People with what is considered to be a lean body mass index (BMI) but who have non-alcoholic fatty liver disease (NAFLD) are more likely to also have cardiovascular disease when compared to people living with obesity, according to a new study.

Almost 1.5 million people in Canada are living with NAFLD, according to the Canadian Liver Foundation, a condition that acts as a sort of umbrella term for various liver conditions that impact people who either don’t drink or drink very little. 

The condition usually has no symptoms, making it difficult to actually diagnose, but it can lead to other dangerous ailments including diabetes, cardiovascular disease and cirrhosis or scarring of the liver. 

“Our team had expected to see that those with a normal BMI would have a lower prevalence of any metabolic or cardiovascular conditions, so we were very surprised to find this link to cardiovascular disease,” Karn Wijarnpreecha, lead researcher of the study said in a news release. “Too often, we overlook NAFLD patients with a normal BMI because we assume their risk for more serious conditions is lower than those who are overweight. But this way of thinking may be putting these patients at risk.” 

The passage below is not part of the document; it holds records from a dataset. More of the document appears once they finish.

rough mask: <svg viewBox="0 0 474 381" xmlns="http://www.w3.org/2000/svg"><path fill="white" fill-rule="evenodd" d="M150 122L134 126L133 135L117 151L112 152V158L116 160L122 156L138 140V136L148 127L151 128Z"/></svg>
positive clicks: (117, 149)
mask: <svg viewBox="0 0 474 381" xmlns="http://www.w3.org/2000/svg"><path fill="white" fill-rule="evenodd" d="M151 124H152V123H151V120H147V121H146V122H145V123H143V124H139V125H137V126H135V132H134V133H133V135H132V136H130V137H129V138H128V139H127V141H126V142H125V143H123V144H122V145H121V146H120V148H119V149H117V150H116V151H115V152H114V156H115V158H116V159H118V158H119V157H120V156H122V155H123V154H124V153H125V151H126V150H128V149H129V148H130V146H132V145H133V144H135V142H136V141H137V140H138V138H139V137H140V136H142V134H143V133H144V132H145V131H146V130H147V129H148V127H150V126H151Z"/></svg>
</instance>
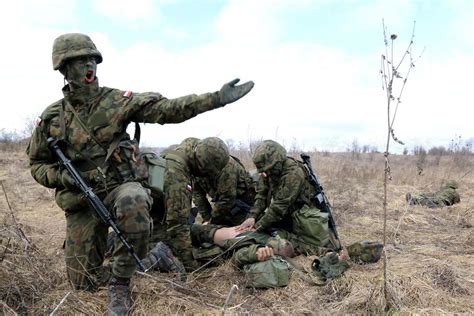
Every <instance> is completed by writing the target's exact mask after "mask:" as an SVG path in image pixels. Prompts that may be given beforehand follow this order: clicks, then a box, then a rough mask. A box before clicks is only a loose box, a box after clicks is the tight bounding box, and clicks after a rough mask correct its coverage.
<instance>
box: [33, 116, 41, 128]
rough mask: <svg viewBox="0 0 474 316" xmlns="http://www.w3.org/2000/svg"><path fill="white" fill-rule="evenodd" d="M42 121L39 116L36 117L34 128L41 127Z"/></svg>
mask: <svg viewBox="0 0 474 316" xmlns="http://www.w3.org/2000/svg"><path fill="white" fill-rule="evenodd" d="M42 121H43V120H42V119H41V117H39V116H38V117H37V118H35V126H36V127H39V126H40V125H41V122H42Z"/></svg>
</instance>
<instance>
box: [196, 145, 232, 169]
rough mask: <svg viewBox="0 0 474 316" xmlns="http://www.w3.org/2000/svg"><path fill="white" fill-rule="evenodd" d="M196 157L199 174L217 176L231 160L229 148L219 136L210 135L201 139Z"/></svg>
mask: <svg viewBox="0 0 474 316" xmlns="http://www.w3.org/2000/svg"><path fill="white" fill-rule="evenodd" d="M194 157H195V161H196V169H197V171H198V172H199V174H202V175H205V176H216V175H217V174H219V172H220V171H221V170H222V169H223V168H224V167H225V166H226V165H227V163H228V162H229V159H230V156H229V149H228V148H227V145H226V144H225V143H224V142H223V141H222V140H221V139H220V138H217V137H208V138H204V139H203V140H200V141H199V142H198V143H197V145H196V147H195V149H194Z"/></svg>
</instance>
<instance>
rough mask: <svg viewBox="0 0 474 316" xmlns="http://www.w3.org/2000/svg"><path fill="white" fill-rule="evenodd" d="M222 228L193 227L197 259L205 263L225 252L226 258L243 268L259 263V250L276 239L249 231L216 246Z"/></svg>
mask: <svg viewBox="0 0 474 316" xmlns="http://www.w3.org/2000/svg"><path fill="white" fill-rule="evenodd" d="M221 227H222V226H220V225H213V224H207V225H201V224H193V225H192V226H191V238H192V242H193V246H194V247H195V248H194V253H195V257H198V258H199V259H200V260H204V261H205V260H208V259H212V258H214V257H215V256H217V255H219V254H222V253H223V252H224V251H228V252H227V253H226V255H225V258H229V257H231V258H232V263H233V264H234V265H235V266H237V267H239V268H242V267H243V266H245V265H247V264H252V263H255V262H258V259H257V249H258V248H260V247H265V246H266V245H268V244H272V243H271V242H272V239H275V238H273V237H271V236H270V235H268V234H265V233H259V232H251V231H247V232H243V233H241V234H239V235H238V236H236V237H235V238H231V239H227V240H223V241H220V242H218V243H217V244H214V240H213V237H214V234H215V232H216V230H218V229H219V228H221ZM272 246H273V245H272ZM216 248H217V249H216ZM229 250H232V251H229Z"/></svg>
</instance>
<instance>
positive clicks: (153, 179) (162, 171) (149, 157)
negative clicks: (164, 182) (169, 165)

Leaner people had more brain and cardiovascular disease

In a study of more than 10,000 adults with NAFLD between 2012 and 2021, researchers compared the occurrence of various co-morbid conditions among four weight classes: lean, which consisted of a BMI between 18.5 and 24.9, overweight was 25 to 29.9, class 1 obesity was 30 to 24.9, and class 2-3 obesity was 35 to more than 40.

Lean participants had fewer instances of conditions such as cirrhosis, diabetes mellitus, hypertension, and dyslipidemia, when compared to non-lean participants. However, the same lean patients were found to have more occurrences of peripheral vascular disease, cerebrovascular (brain) disease and cardiovascular disease. 

“In further analysis, we found that lean patients with NAFLD also had a significantly higher prevalence of cardiovascular disease, independent of age, sex, race, smoking status, diabetes, hypertension, and dyslipidemia,” Wijarnpreecha said.

Researchers aren’t exactly sure why lean patients are more susceptible to some conditions than others, but encourage doctors to not overlook NAFLD patients with lower BMI as they could be facing serious health issues. Additional research and studies are planned that will follow the patients long-term to determine if lean patients have a higher risk of developing cardiovascular issues as a result of NAFLD. 

The scientists shared their research as part of Digestive Disease Week 2022, a conference in San Diego. 

A BMI, or body mass index, is a general measurement of someone’s weight relative to their height. To find a BMI, a person divides the weight in kilograms by the height in metres squared. As an example, if a person weighs 69 kilograms, and is 1.65 metres tall, the BMI is 24.98. BMI does not account for a difference in weight between fat and muscle, however, so an extremely muscular person could have a higher BMI. 

NAFLD occurs when a person consumes more fat and sugars than their body can process and store, according to the Canadian Liver Foundation. The site also acknowledges that obesity is one of the most common causes of NAFLD, and that nearly 30 per cent of Canadian adults — approximately 7.3 million people — are classified as overweight or living with obesity. 


Chris Arnold is a Toronto-based writer.